I am currently creating pipelines with the StreamSets SDK for Python and now introducing Hydra to store the configs in .yaml files to allow us to tweak or add certain params with Compose and Overrides without changing the config file itself.

One in particular is causing me some issues as I cannot work out how to escape it properly.

In the Cluster tab, spark.home has the value ${runtime:conf('spark_home')} but, as it is, this will error.

The closest I can get without an error is with $\{runtime:conf('spark_home')} (unquoted) which outputs $\\{runtime:conf('spark_home')}.

I have read through various docs on this but none cover having curly braces, brackets & a quoted string within the parameter and I have tried, what feels like, hundreds of combinations.

I have wrapped the whole value and spark_home in single and double quotes, unquoted with special/illegal characters escaped and deconstructed the value to build it bit by bit to pin point where it errors.

The main issue, I think, is the quoted string 'spark_home'. If I remove the single quotes I have no issues.
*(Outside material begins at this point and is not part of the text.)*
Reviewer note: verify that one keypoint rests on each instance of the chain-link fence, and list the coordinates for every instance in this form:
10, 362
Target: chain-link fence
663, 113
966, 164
As a side note 'spark_home' can be either single or double quotes but cannot be removed.

UPDATE Hi, thanks for the answers so far. I didn't want to overload the initial question. I am at the initial stages of looking at this and testing if yaml will provide a cleaner solution. As stated I want to be able to increase the memory & drivers for some pipelines so using initialize & compose so I can override certain parameters but here is a simplified version of my setup. On main.py I have:

initialize(config_path="conf", job_name="test_pipeline")
cfg = compose(config_name="config", overrides=[])

And in my config.yaml file:

defaults:
  - streamsets: dev

cluster:
  spark.driver.memory: 8G
  spark.driver.cores: 2
  spark.executor.memory: 8G
  spark.executor.cores: 2
  spark.home: "${runtime:conf('spark_home')}"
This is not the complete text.